Roaring Bitmaps : fast data structure for inverted indexes
This article describes at very high level , how roaring bitmaps work. Its not meant to be detailed and complete. Contains just enough information to understands basic technicalities.
What are inverted indexes?
Inverted indexes are used to provide fast element search on fairly large data sets. Indexes are numeric values to indicate location inside an data structure. Eg: array [11,22,33,22,44]. So inverted index is an mapping like
11- 0 & 22-1,3 & 33-2 & 44-4
Basically each unique element value maps to SET of indexes.
Why use bitmaps for storing SET of indexes?
Sets are fundamental data structures in computer science. Basically set of integers can be stored as array containing elements [1,13,36,45,72,80]. However each integer can take 32 bits, hence total set above can take 6*32=192 bits. If there are huge sets, that can easily take so much space.
Instead we can store just 80 bits and set bits at locations 1,13,36,45,72,80.
Why we need compressed indexes?
Bitmap dosent work well when array element values are sparse. For eg: [ 1,12,23, 500,510,522, 10000]. In this case, if we stored as regular set, it would take 7*32 bits. Instead, if we store as bitmap, it would require atleast 10k bits. This defeats purpose of bitmaps to save space.

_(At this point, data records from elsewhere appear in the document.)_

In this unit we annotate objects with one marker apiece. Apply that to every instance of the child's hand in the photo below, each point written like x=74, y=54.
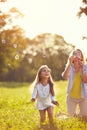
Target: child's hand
x=55, y=103
x=33, y=100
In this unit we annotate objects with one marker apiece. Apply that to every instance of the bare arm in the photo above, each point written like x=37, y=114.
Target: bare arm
x=84, y=74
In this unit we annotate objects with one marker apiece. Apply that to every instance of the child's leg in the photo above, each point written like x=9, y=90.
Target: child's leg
x=42, y=116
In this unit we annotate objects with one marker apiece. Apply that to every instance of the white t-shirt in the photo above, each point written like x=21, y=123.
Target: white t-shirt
x=43, y=95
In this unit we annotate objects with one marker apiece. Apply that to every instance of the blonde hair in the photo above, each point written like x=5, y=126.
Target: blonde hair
x=38, y=78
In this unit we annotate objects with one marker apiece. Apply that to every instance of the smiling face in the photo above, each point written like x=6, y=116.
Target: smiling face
x=77, y=58
x=44, y=73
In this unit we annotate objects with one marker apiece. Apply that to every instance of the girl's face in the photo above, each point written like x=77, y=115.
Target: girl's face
x=77, y=58
x=45, y=73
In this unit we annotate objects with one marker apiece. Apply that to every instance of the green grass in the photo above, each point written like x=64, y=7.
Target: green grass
x=18, y=113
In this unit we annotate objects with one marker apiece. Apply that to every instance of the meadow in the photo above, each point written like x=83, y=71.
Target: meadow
x=18, y=113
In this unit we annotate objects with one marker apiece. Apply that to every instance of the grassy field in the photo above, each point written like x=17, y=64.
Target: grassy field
x=18, y=113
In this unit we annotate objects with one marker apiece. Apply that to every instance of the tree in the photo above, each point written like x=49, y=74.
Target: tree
x=12, y=41
x=83, y=10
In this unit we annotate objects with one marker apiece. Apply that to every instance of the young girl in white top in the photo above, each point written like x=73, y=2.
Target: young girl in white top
x=44, y=93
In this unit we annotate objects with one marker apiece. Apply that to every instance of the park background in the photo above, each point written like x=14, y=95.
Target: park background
x=33, y=33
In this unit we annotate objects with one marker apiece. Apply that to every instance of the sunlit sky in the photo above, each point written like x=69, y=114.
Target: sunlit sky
x=52, y=16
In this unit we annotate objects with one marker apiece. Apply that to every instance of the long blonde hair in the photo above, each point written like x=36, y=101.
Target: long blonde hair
x=38, y=78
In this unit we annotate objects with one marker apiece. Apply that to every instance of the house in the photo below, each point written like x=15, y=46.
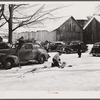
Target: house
x=91, y=32
x=63, y=29
x=82, y=22
x=69, y=30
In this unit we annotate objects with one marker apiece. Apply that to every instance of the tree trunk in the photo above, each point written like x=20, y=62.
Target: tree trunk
x=10, y=23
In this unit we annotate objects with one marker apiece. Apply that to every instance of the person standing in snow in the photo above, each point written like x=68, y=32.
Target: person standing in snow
x=79, y=50
x=56, y=61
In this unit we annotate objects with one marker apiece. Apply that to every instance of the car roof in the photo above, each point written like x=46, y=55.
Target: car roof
x=97, y=43
x=59, y=42
x=77, y=41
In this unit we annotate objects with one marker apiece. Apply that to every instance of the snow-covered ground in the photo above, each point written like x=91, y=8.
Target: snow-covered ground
x=84, y=75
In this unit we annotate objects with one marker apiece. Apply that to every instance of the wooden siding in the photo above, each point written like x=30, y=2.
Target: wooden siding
x=39, y=35
x=69, y=31
x=92, y=32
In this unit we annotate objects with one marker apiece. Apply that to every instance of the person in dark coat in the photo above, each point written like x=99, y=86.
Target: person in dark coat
x=20, y=42
x=56, y=61
x=1, y=39
x=79, y=50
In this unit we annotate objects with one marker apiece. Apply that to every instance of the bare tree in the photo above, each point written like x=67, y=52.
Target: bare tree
x=16, y=22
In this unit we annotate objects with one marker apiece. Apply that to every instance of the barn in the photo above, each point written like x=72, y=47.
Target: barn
x=91, y=31
x=69, y=30
x=64, y=29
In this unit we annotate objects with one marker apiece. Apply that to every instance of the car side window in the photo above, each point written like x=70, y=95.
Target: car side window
x=28, y=46
x=23, y=47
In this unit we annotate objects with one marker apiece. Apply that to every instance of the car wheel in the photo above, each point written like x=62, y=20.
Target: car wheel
x=8, y=64
x=68, y=52
x=41, y=59
x=94, y=55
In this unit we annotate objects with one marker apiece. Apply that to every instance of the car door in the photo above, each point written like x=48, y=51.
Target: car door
x=26, y=52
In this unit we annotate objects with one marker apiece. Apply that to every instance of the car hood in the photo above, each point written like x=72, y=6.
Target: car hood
x=42, y=50
x=7, y=51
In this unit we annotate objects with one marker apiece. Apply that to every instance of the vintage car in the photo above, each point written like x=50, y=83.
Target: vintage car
x=28, y=52
x=4, y=45
x=73, y=45
x=60, y=45
x=95, y=51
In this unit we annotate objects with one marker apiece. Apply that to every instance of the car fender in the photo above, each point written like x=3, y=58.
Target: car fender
x=15, y=58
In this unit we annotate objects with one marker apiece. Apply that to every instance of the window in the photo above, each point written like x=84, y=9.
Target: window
x=28, y=46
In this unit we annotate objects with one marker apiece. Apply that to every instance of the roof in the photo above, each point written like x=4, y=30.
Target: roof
x=94, y=17
x=49, y=25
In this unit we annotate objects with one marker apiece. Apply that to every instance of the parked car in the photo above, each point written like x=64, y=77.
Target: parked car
x=4, y=45
x=95, y=51
x=60, y=45
x=73, y=45
x=27, y=53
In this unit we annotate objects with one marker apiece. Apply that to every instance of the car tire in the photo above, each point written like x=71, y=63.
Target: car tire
x=68, y=52
x=41, y=59
x=8, y=64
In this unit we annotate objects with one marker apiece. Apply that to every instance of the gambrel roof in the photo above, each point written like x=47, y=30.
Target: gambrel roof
x=94, y=17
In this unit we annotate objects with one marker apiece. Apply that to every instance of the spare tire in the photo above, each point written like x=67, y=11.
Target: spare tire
x=41, y=59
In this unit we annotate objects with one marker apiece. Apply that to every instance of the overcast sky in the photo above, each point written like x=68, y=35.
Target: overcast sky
x=77, y=9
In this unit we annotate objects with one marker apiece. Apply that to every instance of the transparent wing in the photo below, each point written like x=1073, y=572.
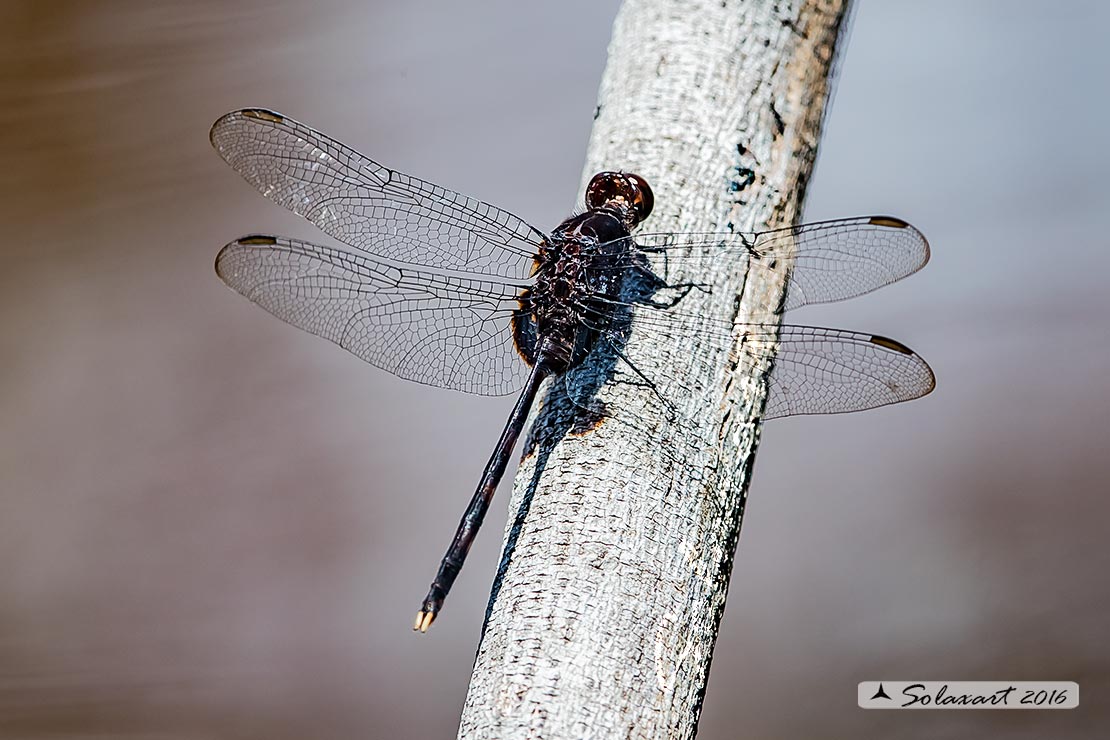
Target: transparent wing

So various compression techniques on bitmaps can be used. Most common kind is Run-length-encoding. RLE takes input like 0000000000000000000011111111110000000000
and converts to 20(0),10(1),10(0). It counts repetitions and stores along with character. Now think of binary input, it only contains 0 and 1. Hence lot of repetitions and hence can save lot of space.
What is roaring bitmap?
Example of inverted index is an index which stores word to set of document ids(docs containing that word). And to save space on storing set of docs, we use bitmaps. So it would look like- Pot: 000010, Pan:111010. Also we store these bitmaps in some compressed RLE format to save space further.
Now if someone wants to search for document containing both words Pot and pan, we first need to decompress entire bitmaps and then we can just to AND operation and get 000010. There is problem here, doing entire decompression which is very expensive operation and we can easily run out of memory space too.
There are many RLE based compression algorithms developed like WAH, EWAH, COMPAX. But all of them lack fast AND, OR, XOR and other operations required to implement fast index operations. This is where roaring bitmaps shines and differ. Roaring bitmaps dosent perform optimal compression, however in most cases it does fairly good job, however in exchange it performs index operations blazingly fast. Also it only decompresses only parts which are required.
How roaring bitmaps works?
Roaring bitmaps breaks up all integers in buckets of 2¹⁶ integers(65535). These buckets are called container. It stores individual container data in 3 different formats based on heuristics. Hence its hybrid compression.
Three different type of storage containers used:
Array container
Store as simple sorted array of integers, no bitmaps used at all, [1,13,45,100]. However it will not store common prefix, hence saving space. Searches are done through binary search. This sorted array grows dynamically based on heuristics. If number of elements in array container exceeds 4096, then its converted to bitmap container.
Bitmap container
Stored as 1024 * Word of 64bit , no compression on bitmap. Its fixed size on allocation and does not dynamically grow. It uses 64 bit instructions on processor, hence fast.
Run container
It is made of a packed array of pairs of 16-bit integers. The first value of each pair represents a starting value, whereas the second value is the length of a run. For example, we would store the values 11, 12, 13, 14, 15 as the pair 11, 4 where 4 means that beyond 11 itself, there are 4 contiguous values that follow.
Since 2¹⁶ integers are stored in containers, when index operations are performed, it only need to do against 2 containers at a time. Hence never running out of space.
References:
- Original paper : https://arxiv.org/pdf/1603.06549.pdf
- http://roaringbitmap.org/talks/